Include your answers in this document in the sections below the rubric where I have point values indicated (1 p).

Answer the questions with the data example.

One form of sportsball is the game of Baseball. Its championship, played exclusively in North America, is called the “World Series”.

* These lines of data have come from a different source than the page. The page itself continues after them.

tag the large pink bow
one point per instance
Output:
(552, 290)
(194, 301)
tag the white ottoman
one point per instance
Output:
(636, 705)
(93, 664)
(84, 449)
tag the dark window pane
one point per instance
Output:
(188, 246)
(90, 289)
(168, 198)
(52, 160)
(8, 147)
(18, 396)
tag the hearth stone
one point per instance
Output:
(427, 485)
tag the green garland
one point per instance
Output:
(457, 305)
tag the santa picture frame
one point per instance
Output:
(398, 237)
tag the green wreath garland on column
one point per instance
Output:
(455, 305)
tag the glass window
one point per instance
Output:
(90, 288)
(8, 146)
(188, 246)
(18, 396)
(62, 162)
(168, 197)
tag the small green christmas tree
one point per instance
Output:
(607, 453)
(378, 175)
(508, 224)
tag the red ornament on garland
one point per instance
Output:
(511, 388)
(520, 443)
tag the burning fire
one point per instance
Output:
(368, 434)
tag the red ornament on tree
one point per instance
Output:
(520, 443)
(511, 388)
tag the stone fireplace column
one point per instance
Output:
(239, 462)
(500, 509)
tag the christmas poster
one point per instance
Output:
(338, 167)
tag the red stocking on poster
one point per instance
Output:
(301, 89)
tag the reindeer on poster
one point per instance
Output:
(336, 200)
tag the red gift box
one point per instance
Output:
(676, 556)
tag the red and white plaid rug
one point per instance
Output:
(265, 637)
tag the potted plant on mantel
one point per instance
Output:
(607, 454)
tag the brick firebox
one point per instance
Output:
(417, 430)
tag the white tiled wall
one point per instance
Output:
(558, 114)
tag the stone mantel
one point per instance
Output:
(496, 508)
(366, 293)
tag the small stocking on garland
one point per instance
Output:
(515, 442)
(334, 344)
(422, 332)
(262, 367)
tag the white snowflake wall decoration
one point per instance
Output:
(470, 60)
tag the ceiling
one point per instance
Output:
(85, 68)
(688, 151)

How well does the distribution of number of games played during the Baseball World Series follow the expected distribution? This is a multinomial goodness-of-fit test. There are four categories for the number of games (4, 5, 6, and 7) and for each World Series the number of games must fall into one of these categories.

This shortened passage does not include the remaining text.